Semantic Image Segmentation

Image Example

Put simply, the task is to cluster pixels in an image together and to assign all pixels in a cluster a meaningful label. Labels are generally “high-level” concepts, such as “horse”, “dog”, “boat”, etc.

Here is the VOC PASCAL 2012 dataset used in this paper.

Discussion Q’s

Why G-CRFs?

Joint distributions are hard, so exploit factorizable (exponential-family) probability distributions and conditional independence. This results in a graph-like structure.

If the label assigned to each pixel is a random variable, then an conditional random field suggests that there’s a dependence between a pixel’s label and the label’s of other nearby pixels. This seems intuitive.

Author’s argue that continuous Gaussian outputs are unimodal conditioned on the data, so given an image, one solution dominates the posterior. The log-likelihood is a quadratic, which allows the approximate inference task to be cast a quadratic optimization in an energy-minimization setting.

Deep G-CRF architecture

The basic idea is to set the outputs of a convolutional neural network to be the energy of a segmentation hypothesis, in the form of \(\begin{equation} E(x) = \frac{1}{2} x^{\intercal}(A + \lambda I) x - Bx \end{equation}\) . The network predicts what the $A$ (pairwise) and $B$ (unary) terms in the energy function are for an image. $\lambda$ is set manually to enforce positive-definiteness. Then a Quadratic Optimization + softmax module gives the final per-class scores for each pixel in the image (See Fig. 1) by solving for $x$. Originally, $A$ is a $(P \times L) \times (P \times L)$ matrix, where $L$ is the number of class labels and $P$ is number of pixels.

Shared pair-wise terms

$A$ is no longer dependent on the number of class labels; only care about pixel interactions independent on what the label is. Now, the inference equation $(A + \lambda I) x = B$ is reduced to a system of $L + 1$ equations for $A$ of dim $P \times P$.

Conjugate Gradient method

Need to solve $x = A^{-1}b$. The $A$ matrix is very sparse, since it only deals with 4, 8, or 12-connected neighborhoods. CG is the current recommended approach for solving $Ax = b$ when $A$ is sparse why? When $A$ is dense, it is recommended to factorize A and then use backsubstitution. see here

Experiments

Try out the above + fusing information across 3 different resolutions.

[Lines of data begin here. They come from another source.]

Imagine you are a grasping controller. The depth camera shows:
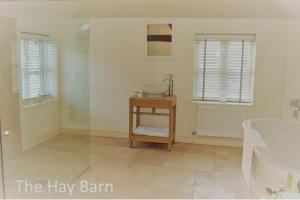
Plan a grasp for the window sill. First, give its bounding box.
[192,100,253,107]
[22,99,57,110]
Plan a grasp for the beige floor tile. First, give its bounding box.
[5,134,249,199]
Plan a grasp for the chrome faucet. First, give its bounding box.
[163,74,174,96]
[291,99,300,119]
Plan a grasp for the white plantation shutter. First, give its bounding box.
[193,34,256,103]
[21,35,57,100]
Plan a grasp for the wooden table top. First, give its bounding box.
[130,95,177,108]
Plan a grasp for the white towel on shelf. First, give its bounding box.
[242,130,267,188]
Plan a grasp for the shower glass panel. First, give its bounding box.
[0,18,90,199]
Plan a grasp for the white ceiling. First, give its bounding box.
[0,0,300,19]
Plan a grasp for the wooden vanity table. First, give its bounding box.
[129,96,176,150]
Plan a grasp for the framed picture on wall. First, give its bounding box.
[146,23,174,59]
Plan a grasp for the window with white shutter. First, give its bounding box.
[193,34,256,103]
[20,34,57,103]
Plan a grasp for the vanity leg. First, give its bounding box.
[136,106,141,128]
[129,102,133,148]
[129,140,134,148]
[168,106,174,151]
[173,106,176,143]
[168,142,172,151]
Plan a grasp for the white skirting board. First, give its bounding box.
[60,128,243,147]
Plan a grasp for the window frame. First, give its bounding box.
[19,32,58,108]
[192,33,256,106]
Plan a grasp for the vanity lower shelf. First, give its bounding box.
[133,126,169,137]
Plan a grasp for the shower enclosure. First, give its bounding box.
[0,18,90,199]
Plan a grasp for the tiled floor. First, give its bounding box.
[2,134,251,199]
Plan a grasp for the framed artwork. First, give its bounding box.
[146,23,173,58]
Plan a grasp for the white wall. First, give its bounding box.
[282,20,300,118]
[90,18,288,139]
[60,19,90,129]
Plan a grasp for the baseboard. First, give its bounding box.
[23,130,60,152]
[61,128,243,147]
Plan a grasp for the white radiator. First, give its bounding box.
[197,105,247,138]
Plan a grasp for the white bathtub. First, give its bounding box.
[243,119,300,198]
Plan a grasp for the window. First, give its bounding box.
[21,34,57,103]
[193,34,256,103]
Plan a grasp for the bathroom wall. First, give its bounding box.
[90,18,288,142]
[282,20,300,118]
[17,18,89,150]
[60,19,90,129]
[17,18,60,150]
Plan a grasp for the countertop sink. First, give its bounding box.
[140,84,169,97]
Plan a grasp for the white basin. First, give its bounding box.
[140,84,169,97]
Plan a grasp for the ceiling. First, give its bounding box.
[0,0,300,19]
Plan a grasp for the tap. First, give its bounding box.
[163,74,174,96]
[291,99,300,119]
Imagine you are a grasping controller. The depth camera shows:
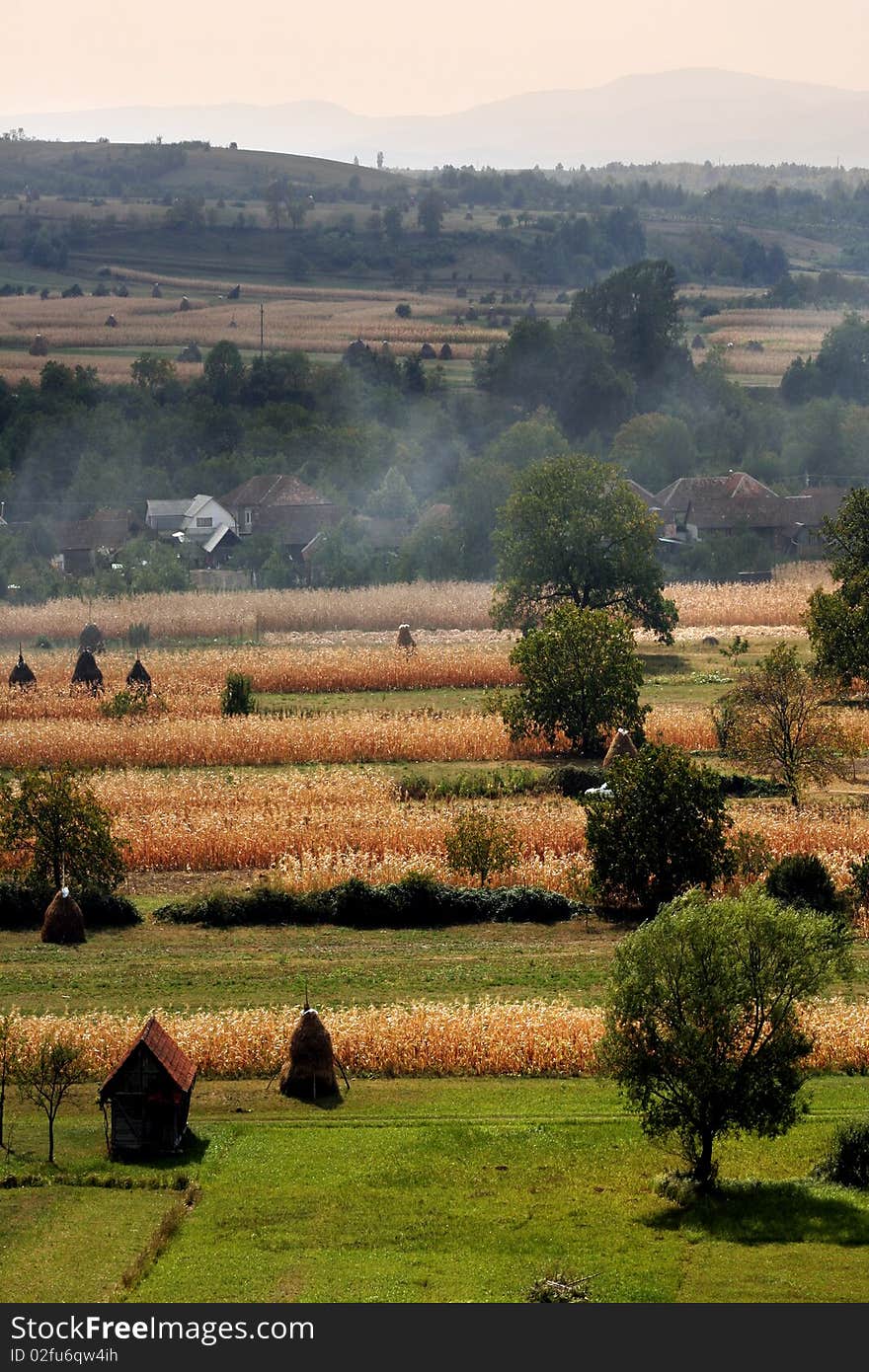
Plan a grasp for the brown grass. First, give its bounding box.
[8,1000,869,1079]
[0,563,830,644]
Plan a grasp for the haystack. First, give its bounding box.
[126,654,151,696]
[70,648,103,696]
[40,886,85,944]
[604,728,637,767]
[78,624,106,653]
[277,1006,339,1101]
[395,624,416,657]
[10,644,36,690]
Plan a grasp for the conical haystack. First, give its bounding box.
[126,657,151,696]
[277,1007,339,1101]
[10,644,36,690]
[604,728,637,767]
[70,648,103,696]
[41,886,85,944]
[78,624,106,653]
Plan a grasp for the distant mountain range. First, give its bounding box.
[6,67,869,169]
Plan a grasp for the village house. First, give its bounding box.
[645,472,847,559]
[145,495,238,562]
[99,1016,197,1158]
[221,476,341,560]
[50,510,133,576]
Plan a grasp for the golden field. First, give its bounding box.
[0,633,518,721]
[0,767,869,894]
[0,283,507,381]
[13,1000,869,1080]
[6,687,869,767]
[0,563,830,645]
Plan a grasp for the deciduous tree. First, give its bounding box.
[719,644,852,805]
[503,604,651,753]
[493,455,676,643]
[600,886,848,1191]
[0,766,123,890]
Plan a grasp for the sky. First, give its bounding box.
[0,0,869,116]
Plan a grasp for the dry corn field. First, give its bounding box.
[0,634,518,721]
[6,1000,869,1080]
[0,282,507,381]
[0,767,869,894]
[0,563,830,645]
[6,697,869,767]
[706,310,843,380]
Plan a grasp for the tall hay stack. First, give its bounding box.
[70,648,103,696]
[126,654,151,696]
[602,728,637,767]
[10,644,36,690]
[40,886,85,944]
[277,1006,339,1101]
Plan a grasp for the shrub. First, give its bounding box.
[728,829,773,880]
[443,809,518,886]
[848,854,869,914]
[397,767,549,800]
[813,1119,869,1191]
[585,743,731,914]
[154,873,578,929]
[524,1270,594,1305]
[718,773,788,800]
[549,763,604,798]
[219,672,257,715]
[766,854,841,915]
[100,690,148,719]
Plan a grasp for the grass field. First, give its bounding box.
[0,568,869,1304]
[0,1077,869,1304]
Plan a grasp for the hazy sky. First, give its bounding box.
[6,0,869,115]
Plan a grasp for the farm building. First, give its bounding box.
[99,1016,197,1157]
[221,475,341,559]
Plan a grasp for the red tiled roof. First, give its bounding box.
[221,476,330,507]
[655,472,775,506]
[100,1016,197,1101]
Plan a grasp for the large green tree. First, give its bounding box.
[718,644,852,805]
[600,886,848,1191]
[570,260,682,376]
[806,486,869,683]
[504,604,650,753]
[493,455,678,643]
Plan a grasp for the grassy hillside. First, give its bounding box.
[0,138,397,197]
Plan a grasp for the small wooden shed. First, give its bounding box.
[99,1016,197,1158]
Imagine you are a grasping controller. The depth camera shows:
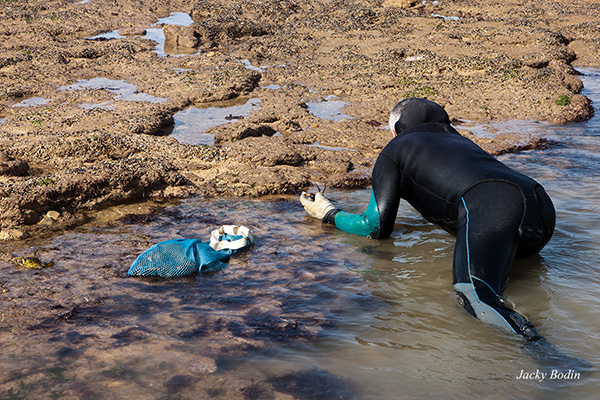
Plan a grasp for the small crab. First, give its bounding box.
[307,183,327,201]
[13,257,54,269]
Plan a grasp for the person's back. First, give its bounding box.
[372,119,538,238]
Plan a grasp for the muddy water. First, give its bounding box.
[0,71,600,400]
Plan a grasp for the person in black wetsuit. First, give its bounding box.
[300,98,555,341]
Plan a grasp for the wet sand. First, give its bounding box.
[0,0,600,400]
[0,0,600,240]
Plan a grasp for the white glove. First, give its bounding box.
[300,192,336,220]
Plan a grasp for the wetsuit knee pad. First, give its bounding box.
[516,185,556,258]
[454,278,537,339]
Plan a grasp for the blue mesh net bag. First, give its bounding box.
[127,225,254,278]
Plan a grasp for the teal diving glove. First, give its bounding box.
[300,192,339,222]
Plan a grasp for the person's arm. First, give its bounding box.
[300,150,400,239]
[332,192,379,239]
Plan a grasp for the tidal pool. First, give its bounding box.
[169,98,260,146]
[12,97,51,107]
[143,13,200,57]
[306,96,353,121]
[0,70,600,400]
[59,78,167,104]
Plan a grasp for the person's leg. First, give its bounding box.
[454,182,537,339]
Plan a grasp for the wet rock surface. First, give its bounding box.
[0,0,600,238]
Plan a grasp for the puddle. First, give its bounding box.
[431,14,460,21]
[156,13,194,26]
[306,95,354,121]
[242,59,269,72]
[12,97,52,107]
[85,30,125,40]
[79,101,117,110]
[59,78,167,108]
[308,142,357,151]
[143,13,200,57]
[170,98,261,146]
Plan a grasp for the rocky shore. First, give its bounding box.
[0,0,600,240]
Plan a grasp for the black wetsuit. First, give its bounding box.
[324,119,555,339]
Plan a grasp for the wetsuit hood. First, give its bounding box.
[390,97,450,134]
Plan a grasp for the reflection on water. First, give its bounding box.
[86,30,125,40]
[12,97,50,107]
[0,69,600,400]
[59,78,167,106]
[170,98,260,146]
[306,96,353,121]
[143,13,200,57]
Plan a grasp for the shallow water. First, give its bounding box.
[169,98,260,146]
[12,97,51,107]
[0,71,600,400]
[306,96,354,121]
[143,13,200,57]
[59,78,167,104]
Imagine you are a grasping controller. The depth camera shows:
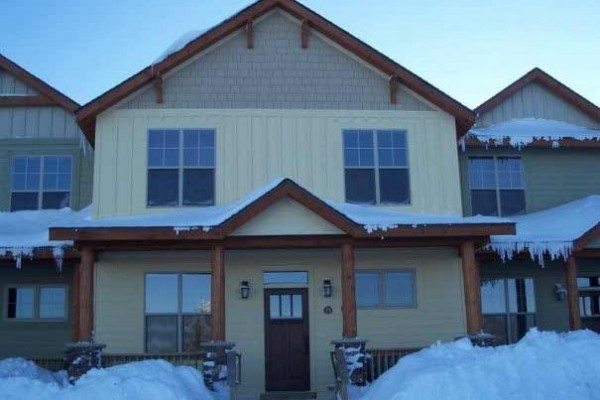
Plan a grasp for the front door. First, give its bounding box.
[265,289,310,391]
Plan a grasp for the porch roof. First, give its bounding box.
[488,195,600,265]
[50,179,515,242]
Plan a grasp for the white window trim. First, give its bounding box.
[144,271,213,354]
[146,128,217,208]
[342,128,412,206]
[467,155,527,217]
[8,154,75,210]
[355,268,418,310]
[2,283,70,324]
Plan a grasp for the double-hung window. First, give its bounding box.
[481,278,536,344]
[10,156,73,211]
[4,285,67,321]
[356,270,416,308]
[469,157,525,217]
[145,273,211,353]
[343,129,410,204]
[148,129,215,207]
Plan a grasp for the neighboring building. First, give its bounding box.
[0,55,93,358]
[51,0,514,398]
[460,69,600,342]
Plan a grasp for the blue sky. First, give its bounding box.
[0,0,600,107]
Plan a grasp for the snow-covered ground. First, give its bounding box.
[352,329,600,400]
[0,358,214,400]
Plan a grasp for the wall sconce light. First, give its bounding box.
[323,279,333,297]
[554,283,567,301]
[240,281,250,300]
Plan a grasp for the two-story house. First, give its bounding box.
[0,55,93,358]
[51,0,515,398]
[460,69,600,343]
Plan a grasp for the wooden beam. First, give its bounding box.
[0,95,60,107]
[565,256,581,331]
[342,242,358,338]
[460,241,483,335]
[300,19,309,49]
[153,75,164,104]
[390,75,398,104]
[246,18,254,49]
[77,247,96,342]
[210,246,225,341]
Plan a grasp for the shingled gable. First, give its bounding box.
[77,0,475,145]
[0,54,79,112]
[50,179,515,243]
[475,68,600,121]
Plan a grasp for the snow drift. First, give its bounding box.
[361,329,600,400]
[0,359,213,400]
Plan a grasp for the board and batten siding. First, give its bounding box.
[459,147,600,215]
[93,109,462,217]
[94,248,465,399]
[477,82,600,129]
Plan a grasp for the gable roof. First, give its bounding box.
[50,179,515,243]
[77,0,475,145]
[0,54,79,112]
[475,67,600,121]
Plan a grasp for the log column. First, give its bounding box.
[460,241,483,335]
[74,247,96,342]
[210,246,225,341]
[565,256,581,331]
[342,243,357,338]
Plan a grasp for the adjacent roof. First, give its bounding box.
[475,68,600,121]
[77,0,475,145]
[50,179,514,242]
[488,195,600,265]
[0,54,79,112]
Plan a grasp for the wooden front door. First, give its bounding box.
[265,289,310,391]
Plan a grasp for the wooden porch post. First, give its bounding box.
[210,246,225,341]
[460,241,483,335]
[75,247,96,342]
[565,256,581,331]
[342,243,357,338]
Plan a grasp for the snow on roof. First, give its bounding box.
[488,195,600,266]
[461,118,600,148]
[0,208,90,267]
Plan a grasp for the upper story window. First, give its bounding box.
[148,129,215,207]
[343,129,410,204]
[469,157,525,217]
[10,156,73,211]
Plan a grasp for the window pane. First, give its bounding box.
[263,271,308,285]
[181,274,211,314]
[148,169,179,206]
[183,169,215,206]
[42,192,71,210]
[15,288,35,319]
[146,315,177,353]
[500,190,525,217]
[384,272,415,306]
[471,190,498,215]
[146,274,179,314]
[345,169,376,204]
[379,169,410,204]
[481,279,506,314]
[40,287,66,318]
[183,315,211,353]
[10,192,38,211]
[356,272,379,307]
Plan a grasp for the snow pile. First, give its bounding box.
[0,359,213,400]
[361,329,600,400]
[0,208,90,267]
[461,118,600,148]
[488,195,600,265]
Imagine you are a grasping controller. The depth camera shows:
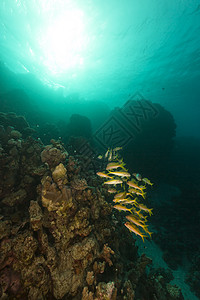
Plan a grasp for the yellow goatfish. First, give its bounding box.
[113,147,122,151]
[133,173,142,181]
[138,203,153,216]
[109,171,131,177]
[124,222,147,242]
[113,198,137,205]
[113,204,132,213]
[115,192,126,199]
[96,172,112,178]
[126,215,147,228]
[106,162,124,170]
[127,181,145,191]
[108,189,117,194]
[128,188,146,199]
[104,179,123,185]
[142,178,153,185]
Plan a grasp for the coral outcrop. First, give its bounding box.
[0,114,182,300]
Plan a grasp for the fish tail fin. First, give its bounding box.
[149,208,153,216]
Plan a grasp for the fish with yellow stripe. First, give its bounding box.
[124,222,147,242]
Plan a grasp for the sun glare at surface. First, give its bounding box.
[39,10,87,74]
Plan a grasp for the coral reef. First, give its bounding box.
[0,114,182,300]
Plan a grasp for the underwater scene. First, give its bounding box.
[0,0,200,300]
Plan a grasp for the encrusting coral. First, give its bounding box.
[0,116,182,300]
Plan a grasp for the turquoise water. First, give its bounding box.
[0,0,200,135]
[0,0,200,300]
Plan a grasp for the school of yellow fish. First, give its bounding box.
[97,147,153,242]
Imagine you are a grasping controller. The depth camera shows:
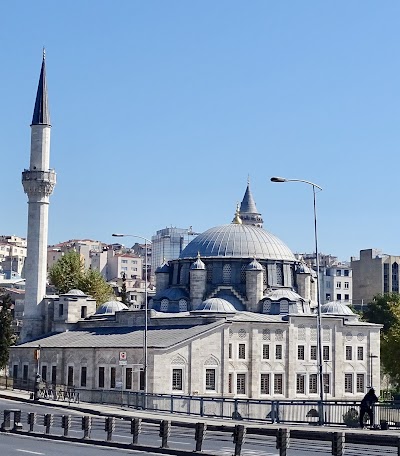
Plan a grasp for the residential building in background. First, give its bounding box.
[296,252,353,304]
[351,249,400,305]
[151,227,198,274]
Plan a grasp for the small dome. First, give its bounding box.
[95,301,128,315]
[190,257,206,270]
[321,301,355,315]
[246,258,262,271]
[65,288,87,296]
[263,288,304,302]
[194,298,236,313]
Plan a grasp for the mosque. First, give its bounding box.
[10,58,380,400]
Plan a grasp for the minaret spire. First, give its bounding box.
[31,48,50,126]
[21,50,56,342]
[239,176,263,227]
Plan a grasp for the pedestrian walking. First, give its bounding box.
[360,388,378,429]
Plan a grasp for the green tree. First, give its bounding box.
[49,251,114,305]
[48,251,86,294]
[77,269,115,305]
[362,293,400,389]
[0,294,15,369]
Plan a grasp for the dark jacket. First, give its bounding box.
[361,390,378,409]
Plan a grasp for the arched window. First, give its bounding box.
[263,299,271,313]
[276,264,283,285]
[222,264,232,283]
[240,264,247,283]
[179,299,187,312]
[160,299,169,312]
[207,263,213,283]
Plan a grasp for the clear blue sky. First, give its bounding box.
[0,0,400,260]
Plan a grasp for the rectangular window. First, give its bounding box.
[274,374,283,394]
[125,367,132,389]
[67,366,74,386]
[260,374,269,394]
[81,366,87,386]
[310,345,317,361]
[110,367,117,388]
[344,374,353,393]
[99,367,104,388]
[42,366,47,382]
[308,374,318,394]
[357,374,365,393]
[22,364,29,382]
[206,369,215,391]
[172,369,183,391]
[296,374,305,394]
[236,374,246,394]
[322,374,331,394]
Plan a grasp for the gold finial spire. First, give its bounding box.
[232,203,242,225]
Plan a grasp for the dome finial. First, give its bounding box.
[232,203,242,225]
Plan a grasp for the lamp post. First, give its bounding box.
[271,177,324,418]
[369,353,378,388]
[112,233,151,409]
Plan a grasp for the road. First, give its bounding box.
[0,399,397,456]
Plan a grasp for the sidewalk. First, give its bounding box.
[0,389,400,436]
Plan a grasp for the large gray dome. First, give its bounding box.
[179,223,296,261]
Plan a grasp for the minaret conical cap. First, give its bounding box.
[31,49,50,126]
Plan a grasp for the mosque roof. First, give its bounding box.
[240,184,259,214]
[321,301,355,315]
[16,321,224,348]
[179,223,296,261]
[32,50,50,125]
[95,301,128,315]
[192,298,236,313]
[64,288,87,296]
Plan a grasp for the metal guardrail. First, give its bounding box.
[0,409,400,456]
[0,378,400,429]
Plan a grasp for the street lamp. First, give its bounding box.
[271,177,324,416]
[369,353,379,388]
[112,233,151,402]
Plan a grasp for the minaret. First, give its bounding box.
[239,179,263,228]
[21,50,56,342]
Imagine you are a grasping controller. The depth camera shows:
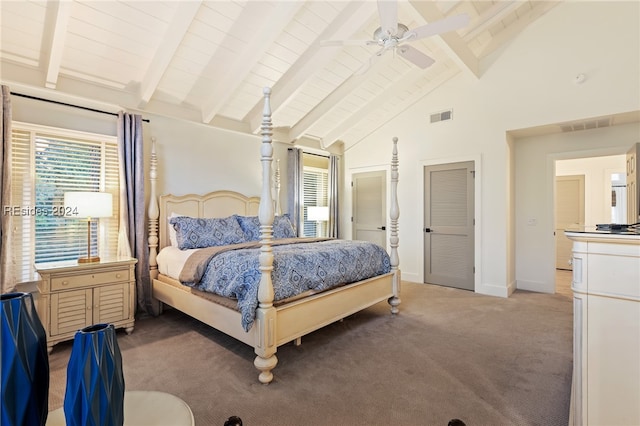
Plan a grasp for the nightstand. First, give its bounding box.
[35,259,137,353]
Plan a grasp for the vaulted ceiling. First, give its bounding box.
[0,0,558,151]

  • metric - Intersection over Union
  • baselines - Multiresolution DeepLab-LargeFOV, CRF-RNN
  • QO network - Baseline extended to have a binary and unary stream. QO module can be shared by all resolutions, or replicated three times for each scale

75.5% mean IOU on VOC PASCAL 2012 for this approach. Without more details and tests of significance, hard to say whether this method is really more effective than prev SOTA. It seems to do about ~1-2% IOU better than the baselines. Also seems to be much faster.